A tiny engine of file and template generation implemented by react-renderer for Node.js.

This project is inspired by a tweet of Dan Abramov.

Motivation

Today, the normal way to create a file and fill some text into it is directly call the node API like fs.writeFileSync. At most time it's ok, but for a complex (node)library especially for a scaffold, it's hard and annoying to create and concat the file content. That's why we often use a template engine to do this. And then we have to maintain a lot of template engine logic/syntax(condition, iteration, ...) and constant variables like {{ NAMESPACE_FOO_OPTION_BAR }} in that file.

If so, how we maintain those variables/logic?

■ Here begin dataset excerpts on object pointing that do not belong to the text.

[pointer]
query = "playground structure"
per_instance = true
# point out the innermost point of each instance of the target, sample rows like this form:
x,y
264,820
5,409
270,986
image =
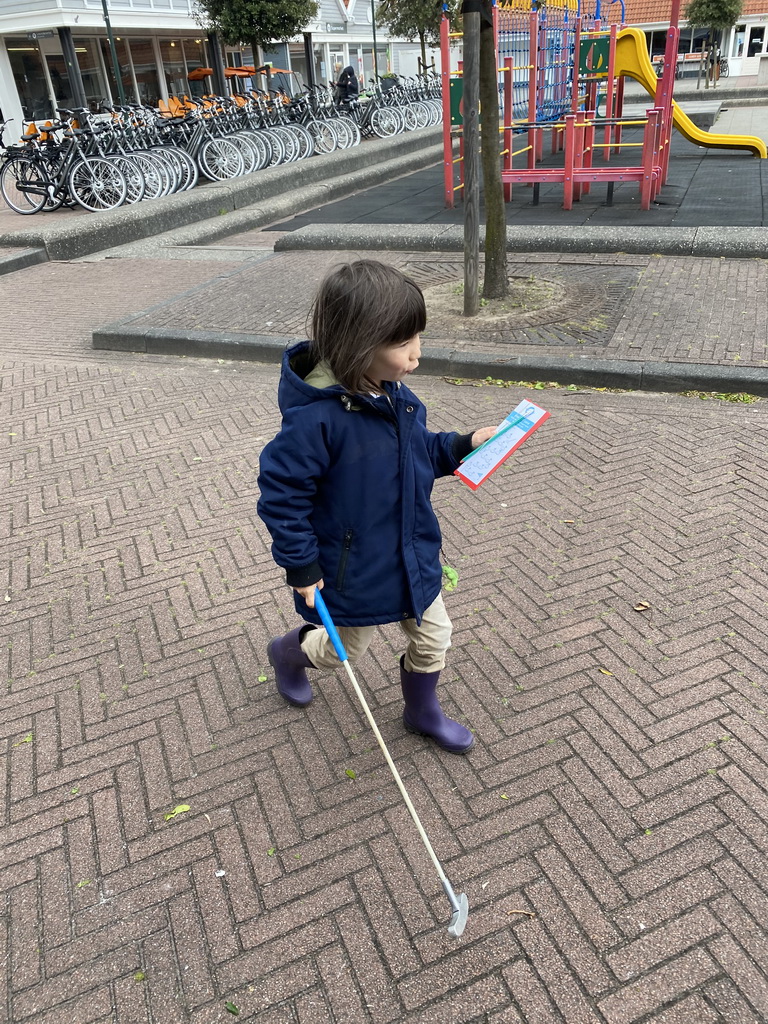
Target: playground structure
x,y
562,73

And how we communicate them with all kinds of upstream/libs?

That bothers me, so I create red-lotus.

Installation

npm i red-lotus red-lotus-cli

Usage

Use it out of box

// index.js

const path = require('path');
const React = require('react');
const RedLotus = require('red-lotus');

const { File, Content } = RedLotus

function HelloFile(props) {
  const { platform } = props;

  return (
    React.createElement(
      File,
      { path: 'hello.js' },
      React.createElement(
        Content,
        null,
        `console.log('${ platform === 'node' ? 'Hello Node!' : 'Hello React!' }');`
      )
    )
  );
}

const rootContainer = path.resolve(__dirname, 'this-is-the-generation-result-root-path');

RedLotus.render(React.createElement(HelloFile, { platform: 'node' }), rootContainer);

The result will be:

root
   |-- this-is-the-generation-result-root-path
   |   |-- hello.js
// hello.js

console.log('Hello Node!');

After run node ./index.js, you will see that there will be a directory named this-is-the-generation-result-root-path which has a hello.js file in it. And the content of hello.js is console.log('Hello Node!');.

Use ES Module and JSX by red-lotus-cli

The above example don't use JSX and ES Module because Node doesn't support them natively at now.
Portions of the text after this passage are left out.